Kammerer v. Metropolitan Life Insurance

95 Ga. App. 609 (1957) 98 S.E.2d 391

KAMMERER
v.
METROPOLITAN LIFE INSURANCE COMPANY.

36589.

Court of Appeals of Georgia.

Decided April 2, 1957. Rehearing Denied April 24, 1957.

*611 E. Way Highsmith, Anthony A. Alaimo, for plaintiff in error.

L. J. Bennet, Reese, Bennet & Gilbert, contra.

TOWNSEND, J.

1. "Where, in consideration of a payment made to an insurance company of a certain stipulated amount of money as a premium for life insurance, the company agrees that upon the approval at the home office of the application for the issuance of the policy, the company will, in the event of the death of the person to be insured prior to the issuance of the policy, pay to the beneficiary the amount of the insurance which would have been due had the policy been issued, there arises no contract of insurance in the absence of an approval of the application at the home office." Hill v. Life & Casualty Ins. Co., 51 Ga. App. 578 (1) (181 S.E. 104). In such circumstance, the application must be approved before the conditional receipt constitutes a temporary policy of insurance, and, so long as the application is not acted upon, no contract of insurance is consummated. Paulk v. State Mutual Life Ins. Co., 85 Ga. App. 413 (69 S.E.2d 777). Where the receipt is a binder conditioned upon approval of the application by the company at its home office, the insurer becomes obligated upon acceptance and approval of the application. National Life &c. Ins. Co. v. Moore, 83 Ga. App. 289 (63 S.E.2d 447). See also Smith v. Metropolitan Life Ins. Co., 76 Ga. App. 229 (45 S.E.2d 471.) The uncontradicted evidence in this case being, that, while the application was being processed, and before approval or rejection, the applicant died and the company thereafter refused to approve the policy, the plaintiff failed to carry the burden of proving that the application had been "approved at the company's home *612 office within 30 days" as required by the terms of the binder in cases where the full premium is paid in.
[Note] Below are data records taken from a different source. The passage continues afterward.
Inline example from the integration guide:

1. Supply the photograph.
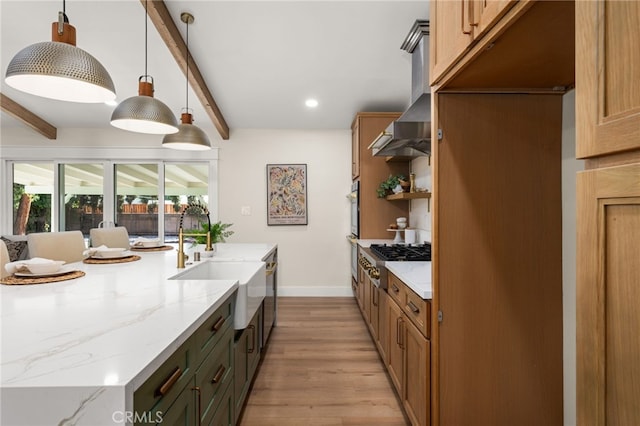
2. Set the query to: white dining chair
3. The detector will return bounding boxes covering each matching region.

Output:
[89,226,131,249]
[0,240,9,278]
[27,231,86,263]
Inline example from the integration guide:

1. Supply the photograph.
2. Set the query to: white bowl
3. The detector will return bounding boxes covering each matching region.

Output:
[140,238,160,248]
[93,247,127,259]
[27,260,65,274]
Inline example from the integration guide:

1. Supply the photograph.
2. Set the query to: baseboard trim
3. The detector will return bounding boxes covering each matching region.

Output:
[278,286,353,297]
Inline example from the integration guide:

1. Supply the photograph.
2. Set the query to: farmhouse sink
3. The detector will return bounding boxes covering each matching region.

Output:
[170,261,267,330]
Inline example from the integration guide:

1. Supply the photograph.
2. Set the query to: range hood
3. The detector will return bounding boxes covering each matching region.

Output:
[369,20,431,157]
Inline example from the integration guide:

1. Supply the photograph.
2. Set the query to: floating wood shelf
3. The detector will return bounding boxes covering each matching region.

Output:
[387,192,431,200]
[386,192,431,211]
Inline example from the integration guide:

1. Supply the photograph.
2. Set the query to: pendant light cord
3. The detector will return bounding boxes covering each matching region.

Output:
[185,19,189,113]
[144,0,149,81]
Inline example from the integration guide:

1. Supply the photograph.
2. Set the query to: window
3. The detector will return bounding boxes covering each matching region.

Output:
[0,151,217,242]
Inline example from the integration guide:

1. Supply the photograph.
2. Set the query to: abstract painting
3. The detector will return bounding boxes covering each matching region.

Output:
[267,164,307,225]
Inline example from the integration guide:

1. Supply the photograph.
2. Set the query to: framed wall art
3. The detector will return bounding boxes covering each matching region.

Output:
[267,164,307,225]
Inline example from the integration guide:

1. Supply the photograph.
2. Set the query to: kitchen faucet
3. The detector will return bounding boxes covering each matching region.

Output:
[178,202,213,269]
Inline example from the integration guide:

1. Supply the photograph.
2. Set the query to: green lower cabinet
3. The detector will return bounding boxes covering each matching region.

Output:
[208,383,236,426]
[195,327,234,425]
[234,309,262,423]
[154,383,197,426]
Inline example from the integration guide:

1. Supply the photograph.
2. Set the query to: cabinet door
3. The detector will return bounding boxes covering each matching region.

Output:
[369,280,380,342]
[387,299,404,396]
[576,0,640,158]
[402,321,431,426]
[471,0,516,37]
[429,0,473,84]
[576,164,640,426]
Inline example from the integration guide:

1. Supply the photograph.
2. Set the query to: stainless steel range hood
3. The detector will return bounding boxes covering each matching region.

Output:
[369,20,431,157]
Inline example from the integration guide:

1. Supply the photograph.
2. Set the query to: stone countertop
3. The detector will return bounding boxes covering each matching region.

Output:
[384,262,433,299]
[0,244,275,426]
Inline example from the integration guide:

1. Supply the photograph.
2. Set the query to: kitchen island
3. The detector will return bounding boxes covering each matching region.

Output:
[0,245,275,426]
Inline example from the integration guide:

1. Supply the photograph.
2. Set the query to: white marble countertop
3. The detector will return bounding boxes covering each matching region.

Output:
[0,244,275,426]
[384,262,433,299]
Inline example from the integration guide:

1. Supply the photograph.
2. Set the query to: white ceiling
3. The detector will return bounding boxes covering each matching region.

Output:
[0,0,429,140]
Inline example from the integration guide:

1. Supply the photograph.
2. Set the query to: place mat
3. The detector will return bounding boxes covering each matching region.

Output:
[129,246,173,251]
[0,271,85,285]
[82,254,141,264]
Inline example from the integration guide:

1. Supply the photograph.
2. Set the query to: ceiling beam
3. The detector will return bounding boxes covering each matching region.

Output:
[0,93,58,139]
[140,0,229,140]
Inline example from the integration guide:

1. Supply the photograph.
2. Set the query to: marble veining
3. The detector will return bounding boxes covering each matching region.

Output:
[0,244,276,426]
[384,262,433,299]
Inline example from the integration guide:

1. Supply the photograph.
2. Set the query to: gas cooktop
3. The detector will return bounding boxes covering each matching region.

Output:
[369,243,431,262]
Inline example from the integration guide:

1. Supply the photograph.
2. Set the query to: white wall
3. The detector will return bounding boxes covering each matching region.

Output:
[219,129,352,296]
[562,90,584,426]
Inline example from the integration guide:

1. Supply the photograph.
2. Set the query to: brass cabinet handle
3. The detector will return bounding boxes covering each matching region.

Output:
[211,317,227,333]
[191,386,202,426]
[211,364,227,384]
[247,324,256,354]
[153,367,182,397]
[460,0,472,34]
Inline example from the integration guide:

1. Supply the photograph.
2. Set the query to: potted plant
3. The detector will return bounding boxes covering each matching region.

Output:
[376,175,405,198]
[184,221,234,244]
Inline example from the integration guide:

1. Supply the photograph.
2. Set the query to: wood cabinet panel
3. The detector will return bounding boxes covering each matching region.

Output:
[576,164,640,426]
[387,299,404,397]
[402,322,431,425]
[351,112,409,239]
[432,94,563,426]
[429,0,473,84]
[576,0,640,158]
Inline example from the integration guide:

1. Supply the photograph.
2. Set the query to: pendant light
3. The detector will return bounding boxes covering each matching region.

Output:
[162,12,211,151]
[111,0,178,135]
[5,0,116,103]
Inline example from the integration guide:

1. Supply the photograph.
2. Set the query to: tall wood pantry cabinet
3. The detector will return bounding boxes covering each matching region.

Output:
[576,0,640,426]
[351,112,409,239]
[430,0,575,426]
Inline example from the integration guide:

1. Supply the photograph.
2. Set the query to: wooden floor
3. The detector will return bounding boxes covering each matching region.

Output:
[239,298,408,426]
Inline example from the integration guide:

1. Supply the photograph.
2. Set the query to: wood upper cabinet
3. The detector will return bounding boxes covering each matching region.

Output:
[430,0,515,84]
[351,120,360,180]
[576,0,640,158]
[576,163,640,426]
[404,314,431,425]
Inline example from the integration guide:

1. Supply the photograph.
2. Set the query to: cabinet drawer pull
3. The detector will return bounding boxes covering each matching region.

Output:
[153,367,182,397]
[211,317,227,333]
[211,365,227,384]
[247,324,256,354]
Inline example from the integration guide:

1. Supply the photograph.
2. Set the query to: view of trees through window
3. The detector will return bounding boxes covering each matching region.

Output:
[13,162,209,241]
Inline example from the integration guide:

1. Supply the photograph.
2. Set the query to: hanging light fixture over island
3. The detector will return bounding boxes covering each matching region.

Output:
[162,12,211,151]
[5,0,116,103]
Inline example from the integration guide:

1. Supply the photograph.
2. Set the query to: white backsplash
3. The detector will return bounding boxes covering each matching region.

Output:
[409,157,433,243]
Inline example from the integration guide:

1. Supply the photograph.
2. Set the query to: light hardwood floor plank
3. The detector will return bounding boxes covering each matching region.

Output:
[239,297,408,426]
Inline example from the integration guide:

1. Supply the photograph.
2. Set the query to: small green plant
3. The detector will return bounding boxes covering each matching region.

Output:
[184,221,234,244]
[376,175,405,198]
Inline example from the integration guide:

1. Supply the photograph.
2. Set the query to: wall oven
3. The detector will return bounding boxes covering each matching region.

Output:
[347,181,360,281]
2. Further, the plaintiff alleged that the amount paid at the time the application was made was $10 "prepresenting the first full premium for said insurance." The answer denied that this amount constituted a full premium. Unless such amount is "equal to the full premium on the policy applied for," under the terms of the application, the company would incur no liability until after approval of the application and actual delivery of the policy and payment of the full premium. The plaintiff failed to offer any evidence to show that the amount paid constituted a full premium, and accordingly failed in this respect also to prove his case as laid.
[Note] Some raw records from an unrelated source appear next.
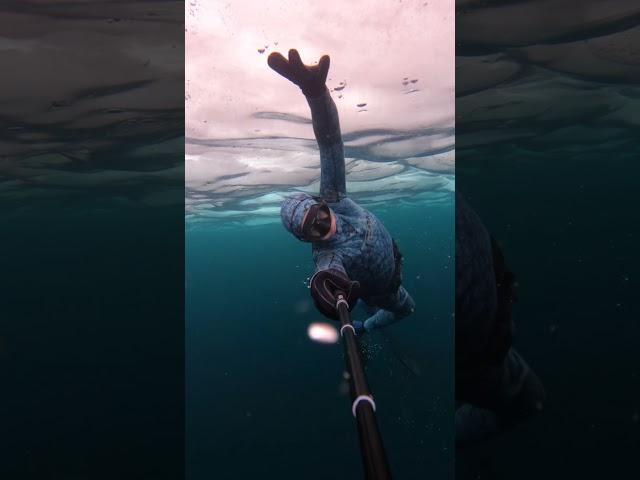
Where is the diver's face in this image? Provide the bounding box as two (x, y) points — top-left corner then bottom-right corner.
(302, 204), (335, 242)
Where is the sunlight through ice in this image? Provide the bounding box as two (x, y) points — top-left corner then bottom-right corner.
(307, 323), (338, 343)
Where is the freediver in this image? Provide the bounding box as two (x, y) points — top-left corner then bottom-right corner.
(455, 193), (545, 447)
(267, 49), (415, 334)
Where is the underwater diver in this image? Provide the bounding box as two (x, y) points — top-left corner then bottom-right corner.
(455, 193), (545, 447)
(268, 50), (415, 334)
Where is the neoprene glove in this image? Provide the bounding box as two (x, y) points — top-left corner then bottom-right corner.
(310, 269), (360, 320)
(267, 49), (330, 98)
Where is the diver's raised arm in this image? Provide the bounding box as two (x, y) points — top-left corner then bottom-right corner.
(268, 49), (347, 202)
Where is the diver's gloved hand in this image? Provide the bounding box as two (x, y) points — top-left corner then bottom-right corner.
(310, 269), (360, 320)
(267, 49), (330, 98)
(351, 320), (366, 337)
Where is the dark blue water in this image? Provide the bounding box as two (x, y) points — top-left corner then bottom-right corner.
(185, 198), (453, 480)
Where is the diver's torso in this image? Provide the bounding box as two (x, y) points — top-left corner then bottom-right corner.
(313, 198), (395, 296)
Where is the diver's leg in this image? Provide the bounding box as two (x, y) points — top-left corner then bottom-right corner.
(307, 88), (347, 202)
(364, 286), (416, 331)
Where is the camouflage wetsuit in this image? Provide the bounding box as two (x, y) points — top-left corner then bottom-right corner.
(281, 89), (415, 330)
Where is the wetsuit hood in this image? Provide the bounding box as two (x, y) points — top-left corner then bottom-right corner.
(280, 193), (318, 242)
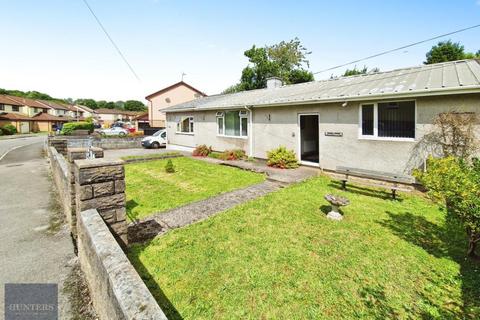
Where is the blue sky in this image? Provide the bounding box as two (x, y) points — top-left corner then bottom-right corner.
(0, 0), (480, 101)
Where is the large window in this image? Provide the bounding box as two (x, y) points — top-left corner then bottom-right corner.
(177, 117), (193, 133)
(360, 101), (415, 139)
(217, 110), (248, 137)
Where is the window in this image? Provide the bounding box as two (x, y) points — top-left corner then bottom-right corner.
(217, 110), (248, 137)
(177, 117), (193, 133)
(362, 104), (373, 136)
(360, 101), (415, 139)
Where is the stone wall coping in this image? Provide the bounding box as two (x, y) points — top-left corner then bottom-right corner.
(74, 158), (125, 168)
(78, 209), (167, 320)
(68, 147), (103, 152)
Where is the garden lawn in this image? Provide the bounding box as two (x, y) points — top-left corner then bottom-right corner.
(129, 177), (480, 319)
(125, 157), (265, 220)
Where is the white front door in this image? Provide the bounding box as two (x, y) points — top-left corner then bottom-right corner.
(298, 114), (320, 166)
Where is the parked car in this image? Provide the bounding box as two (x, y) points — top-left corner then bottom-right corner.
(142, 130), (167, 149)
(98, 127), (128, 136)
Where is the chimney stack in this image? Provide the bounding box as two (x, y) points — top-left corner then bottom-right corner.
(267, 77), (283, 89)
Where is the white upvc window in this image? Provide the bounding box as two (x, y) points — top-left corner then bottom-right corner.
(217, 110), (248, 138)
(177, 116), (193, 133)
(358, 100), (416, 141)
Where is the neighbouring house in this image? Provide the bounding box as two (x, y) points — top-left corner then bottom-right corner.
(133, 112), (150, 131)
(145, 81), (207, 129)
(95, 108), (142, 127)
(0, 95), (85, 133)
(164, 60), (480, 173)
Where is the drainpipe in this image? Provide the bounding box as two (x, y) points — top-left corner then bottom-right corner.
(245, 106), (253, 157)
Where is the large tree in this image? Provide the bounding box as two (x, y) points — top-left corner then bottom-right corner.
(224, 38), (314, 93)
(424, 40), (480, 64)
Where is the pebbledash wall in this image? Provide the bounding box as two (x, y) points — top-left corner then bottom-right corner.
(47, 138), (167, 320)
(167, 94), (480, 173)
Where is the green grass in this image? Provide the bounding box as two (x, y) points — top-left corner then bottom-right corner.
(125, 157), (265, 220)
(129, 177), (480, 319)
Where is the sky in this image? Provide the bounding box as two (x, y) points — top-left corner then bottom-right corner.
(0, 0), (480, 101)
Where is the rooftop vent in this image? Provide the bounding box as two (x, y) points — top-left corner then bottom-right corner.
(267, 77), (283, 89)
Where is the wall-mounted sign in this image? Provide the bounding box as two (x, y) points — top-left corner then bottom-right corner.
(325, 132), (343, 137)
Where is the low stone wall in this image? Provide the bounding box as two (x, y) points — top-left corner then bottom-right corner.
(46, 146), (72, 218)
(74, 159), (128, 247)
(77, 210), (167, 320)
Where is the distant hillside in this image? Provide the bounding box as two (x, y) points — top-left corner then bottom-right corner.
(0, 88), (147, 111)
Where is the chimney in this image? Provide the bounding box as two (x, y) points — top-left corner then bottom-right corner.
(267, 77), (283, 89)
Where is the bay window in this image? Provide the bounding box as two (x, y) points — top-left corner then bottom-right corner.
(177, 117), (193, 133)
(359, 101), (415, 139)
(217, 110), (248, 137)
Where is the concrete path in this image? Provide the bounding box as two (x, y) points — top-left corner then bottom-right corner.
(128, 181), (283, 242)
(0, 137), (75, 319)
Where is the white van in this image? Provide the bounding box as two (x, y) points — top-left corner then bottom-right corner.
(142, 129), (167, 149)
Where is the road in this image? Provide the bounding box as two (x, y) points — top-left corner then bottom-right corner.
(0, 137), (75, 319)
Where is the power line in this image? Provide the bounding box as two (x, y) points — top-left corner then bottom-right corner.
(313, 24), (480, 74)
(83, 0), (140, 81)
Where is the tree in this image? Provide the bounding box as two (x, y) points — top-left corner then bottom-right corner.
(123, 100), (147, 111)
(415, 112), (480, 258)
(224, 38), (314, 93)
(424, 40), (480, 64)
(416, 157), (480, 259)
(75, 99), (98, 109)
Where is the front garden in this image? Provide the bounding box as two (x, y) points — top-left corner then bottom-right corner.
(125, 157), (265, 221)
(126, 176), (480, 319)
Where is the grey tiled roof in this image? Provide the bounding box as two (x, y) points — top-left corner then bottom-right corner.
(162, 59), (480, 112)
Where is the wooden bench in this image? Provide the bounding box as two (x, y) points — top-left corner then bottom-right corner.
(335, 167), (415, 199)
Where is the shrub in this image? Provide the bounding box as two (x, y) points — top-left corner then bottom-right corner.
(219, 149), (245, 160)
(414, 157), (480, 258)
(1, 124), (17, 136)
(267, 147), (298, 169)
(60, 121), (93, 135)
(165, 159), (175, 173)
(192, 144), (212, 157)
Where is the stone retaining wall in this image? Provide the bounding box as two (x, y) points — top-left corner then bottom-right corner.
(77, 210), (167, 320)
(74, 159), (128, 246)
(48, 136), (143, 149)
(46, 147), (72, 220)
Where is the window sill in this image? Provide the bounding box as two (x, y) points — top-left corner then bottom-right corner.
(217, 134), (248, 140)
(358, 136), (415, 142)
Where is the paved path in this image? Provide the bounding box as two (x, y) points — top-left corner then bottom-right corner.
(128, 181), (283, 242)
(0, 137), (74, 319)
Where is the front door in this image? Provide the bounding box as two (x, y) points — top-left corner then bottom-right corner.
(299, 114), (320, 165)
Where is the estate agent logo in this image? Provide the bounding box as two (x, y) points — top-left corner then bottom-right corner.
(5, 283), (58, 320)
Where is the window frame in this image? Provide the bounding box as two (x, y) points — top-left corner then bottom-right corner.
(215, 109), (249, 139)
(358, 99), (417, 142)
(175, 116), (195, 135)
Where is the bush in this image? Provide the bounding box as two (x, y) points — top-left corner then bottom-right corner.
(219, 149), (245, 160)
(267, 147), (298, 169)
(192, 144), (212, 157)
(165, 159), (175, 173)
(1, 124), (17, 136)
(60, 121), (93, 135)
(414, 157), (480, 258)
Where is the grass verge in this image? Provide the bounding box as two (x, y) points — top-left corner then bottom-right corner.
(129, 177), (480, 319)
(125, 157), (265, 221)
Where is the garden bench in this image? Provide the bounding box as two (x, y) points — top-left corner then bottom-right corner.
(335, 167), (415, 199)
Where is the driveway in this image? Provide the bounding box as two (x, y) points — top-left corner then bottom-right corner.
(0, 137), (75, 319)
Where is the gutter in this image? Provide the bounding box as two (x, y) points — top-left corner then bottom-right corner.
(166, 86), (480, 112)
(244, 106), (253, 157)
3. Whether or not the defendant tendered back the $10 which, under the terms of the application, it was bound to do on refusing to issue a policy, is a matter of defense. Nothing in the record suggests whether or not such a tender was made. In the absence of evidence that the defendant refused to return the deposit it cannot be presumed, as contended, that the insurer refused to do so and thereby became bound by the contract. Accordingly, the absence of evidence on this subject affords no ground for reversal.

The trial court did not err in granting the judgment of nonsuit.

Judgment affirmed. Gardner, P. J., and Carlisle, J., concur.